Contents
Amara 2 will target Python 2.5 and 2.6. There will be an Amara 3.0 branch targeting the big changes in Python 3K.
Module layout
The top-level namespace is "amara", not "amara2" because a namespace is not a great place for versioning.
This might cause some pain for those who want to use Amara 1.x as well, especially while Amara 2 is not yet ready for production, but long-term it's the right thing to do. Tools such as virtualenv can provide more systematic relief for such users.
+ amara (xml core libraries at this level, including core parsing API ("tree"--a very low level infoset node data model))

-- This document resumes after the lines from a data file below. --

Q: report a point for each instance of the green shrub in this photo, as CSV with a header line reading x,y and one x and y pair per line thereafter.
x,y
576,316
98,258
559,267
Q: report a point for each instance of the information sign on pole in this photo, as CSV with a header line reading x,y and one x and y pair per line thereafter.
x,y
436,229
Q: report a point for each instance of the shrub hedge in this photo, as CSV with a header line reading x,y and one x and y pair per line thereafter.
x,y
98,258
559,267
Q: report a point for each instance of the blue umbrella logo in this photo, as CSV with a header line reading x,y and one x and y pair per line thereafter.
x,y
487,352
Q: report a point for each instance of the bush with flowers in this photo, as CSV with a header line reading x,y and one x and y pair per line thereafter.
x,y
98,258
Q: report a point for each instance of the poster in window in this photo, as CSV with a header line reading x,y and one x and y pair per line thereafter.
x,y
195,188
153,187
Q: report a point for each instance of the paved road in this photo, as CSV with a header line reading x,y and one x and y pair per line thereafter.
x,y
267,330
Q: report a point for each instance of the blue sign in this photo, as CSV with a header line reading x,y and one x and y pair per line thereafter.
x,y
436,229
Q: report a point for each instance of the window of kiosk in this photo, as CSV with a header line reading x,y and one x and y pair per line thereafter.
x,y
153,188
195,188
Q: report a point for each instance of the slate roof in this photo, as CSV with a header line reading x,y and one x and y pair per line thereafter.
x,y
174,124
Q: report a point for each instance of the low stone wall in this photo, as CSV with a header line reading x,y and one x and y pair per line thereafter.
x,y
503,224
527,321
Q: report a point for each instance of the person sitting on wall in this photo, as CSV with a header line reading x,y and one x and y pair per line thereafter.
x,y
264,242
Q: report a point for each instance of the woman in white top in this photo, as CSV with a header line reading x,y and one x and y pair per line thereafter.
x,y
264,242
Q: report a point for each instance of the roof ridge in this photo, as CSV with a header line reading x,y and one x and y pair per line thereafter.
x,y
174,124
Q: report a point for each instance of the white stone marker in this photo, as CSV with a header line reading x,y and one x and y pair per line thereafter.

| (includes reader.py -- Saxlette)
|
+--+ lib
| |
| +-- iri
| |
| +-- inputsource
|
+-- writer (General purpose writers. essentially the opposites of Saxlette. includes output params)
|
+-- dom (Python DOM binding: builds on amara.tree)
|
+-- bindery (Dynamic data binding: builds on amara.tree)
|
+-- xpath (XPath impl: operates on amara.tree and derivatives)
|
+-- xslt (XSLT impl: operates on amara.tree and derivatives)
| |
| +-- elements (the element classes)
| |
| +-- readers (interpretation of XML structures)
| |
| +-- xpattern (XSLT patterns)
| |
| +-- extensions (functions and elements)
| |
| +-- functions (core functions)
| |
| +-- exslt
| |
| +-- writers (specializations of writers for XSLT)
|
+-- xupdate
|
+-- schematron
|
+-- relaxngSample imports:
- from amara import parse #returns domlette root node
- from amara.bindery import parse #returns bindery root node
from amara.dom import parse #returns dom if ya just gotta have it for some reason
- from amara.lib import iri
- from amara.lib import inputsource
- from amara import xpath
- from amara.xslt import transform
Input sources
Loosely based on LSInput, and represents one specific input source, which is one of the following:
- string
- public identifier (requires an XML catalogue)
- system identifier (IRI)
- a byte stream
- a character stream.
You create an inputsource instance as follows:
1 from amara.lib import inputsource
2
3 #From URI
4 isrc = inputsource("http://xmlhack.com/read.php?item=1560")
5
6 # From string:
7 isrc = inputsource("<spam>eggs</spam>", baseiri=u"http://spam.com/base")
8
9 # From byte stream:
10 f = open('test.xml')
11 isrc = inputsource(f, baseiri=u"file:///spam/test.xml")
12
13 # From file:
14 isrc = inputsource('test.xml')
15
inputsource object attributes
isrc.baseiri: Base IRI, used for relative resolution of IRIs. Can be None, but this is strongly discouraged
isrc.resolve(iri): resolve an IRI against this inputsource, generally using the base IRI to determine the new InputSource IRI
isrc.encoding: the character encoding, if relevant and known, otherwise None. The encoding must be a string acceptable for an XML encoding declaration. Generally an encoding specified by means of this attribute will override any encoding specified in the XML declaration or the Text declaration, or an encoding obtained from a higher level protocol, such as HTTP
Custom resolution
You can provide your own custom entity resolution (e.g. to handle non-URL IRI types) by subclassing inputsource, or equivalent device. Generally you just need to override the _resolve() entity. The resolve() method is smart enough to use the same class for new inputsources.
Printers and writers
- Printer - low level deserialization to output stream
- Writer - high level logic at the markup structural level
Note:
- Parsers - low level string/stream tokenizers
- Reader - structural interpreter of markup
Domlette node families
- Amara 2.0 Domlette has an even thinner relationship to DOM. It is in effect a very low level node data model that is suitable for use by DOM as well as Bindery. The use by Bindery means that rather than using DOM method and attribute names it uses names that minimize any clash with information item names in the source XML. It does this generally by prepending "xml_". The low level Domlette nodes are subclassed for Amara bindery nodes and there is a separate Amara DOM module (amara.xml.dom) that provides the Python binding to W3C DOM.